At the same time, another fellow New Orleanian, pianist and vocalist Harry Connick Jr., had also become a best-selling jazz artist, while Branford had launched a career of his own. By the fall of 1990, albums by all three occupied the top five spots on the Billboard magazine jazz sales charts, and in 1990 Wynton Marsalis was featured on the cover of Time magazine on October 22, 1990, with a headline announcing “The New Jazz Age.”

Prize-Winning Composer

In addition to influencing the public perception of jazz, however, Marsalis had, from the beginning, intended on bringing about a more substantial change in American culture, applying what one noted jazz historian described as his “doctrine of seriousness.” Marsalis best explained the origins of this attitude in comments he made about a temporary falling-out he had with his brother Branford: “With my brother, the whole battle has been over the question of what is jazz’s place in American culture. Is it some lightweight music that has no substance, or is it an art form that informs us about American democracy, about what it means to live in the [present] century?”

As a consequence of this more-profound agenda, once Marsalis had become a nationally prominent figure, his artistic focus changed in two noticeable ways. First, he began reaching back to earlier, pre-World War II influences, including what one close advisor described as “the rhythms and colors of the blues.” And second, he began exploring long-form compositions to achieve a grander and more significant expression of his vision for what jazz could be.

Toward this end, Marsalis began working diligently as a composer, with a New Orleans-influenced CD released in 1989, The Majesty of the Blues, serving as a marker for this aesthetic and cultural turning point. And a mid-1990s jazz oratorio, Blood on the Fields, based on the experience of slavery, marked a pinnacle of personal and cultural success, in 1997 winning the first Pulitzer Prize ever awarded a work of jazz composition.

Cultural Ambassador

Commenting on Marsalis’ success with Blood on the Fields, one observer wrote that Marsalis has proven “[j]azz need no longer be marginalized, neither in its structures nor in its emotional and intellectual ambitions.” He might have added, given Marsalis’ even grander and more-ambitious vision, that jazz need not be marginalized in its cultural and political aspects, either.

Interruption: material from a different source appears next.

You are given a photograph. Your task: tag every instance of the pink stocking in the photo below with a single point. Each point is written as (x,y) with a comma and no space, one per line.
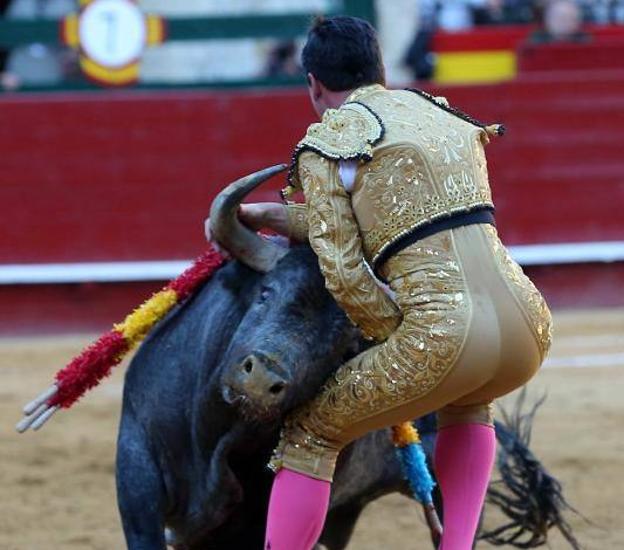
(464,456)
(297,511)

Thanks to Marsalis’ hands-on guidance over more than two decades, New York City’s Lincoln Center—the prominent midtown Manhattan home to more than a dozen highly regarded arts organizations such as the New York Philharmonic, New York City Ballet, and Metropolitan Opera—now includes an organization dedicated solely to jazz.

By 2008, Jazz at Lincoln Center had occupied its own home in a recently constructed complex occupying roughly 150,000 square feet on three floors of the Time Warner Center adjacent to Lincoln Center. Constructed at a cost of $128 million, the complex includes four separate performance spaces, a rehearsal space, a recording studio, an archive for music scores, a library, and administrative offices. Supporting the Jazz at Lincoln Center Orchestra as well as more than a thousand performance, educational, and broadcast events around the world, the organization’s annual budget had reached $38 million in 2008.

Establishing a permanent and culturally prominent home for jazz, which, according to The Wall Street Journal, “now stands as something sturdy and, historical context, thoroughly original,” may prove to be Marsalis’s crowning achievement in what one observer has described as “the most spectacular jazz career in the past forty years.”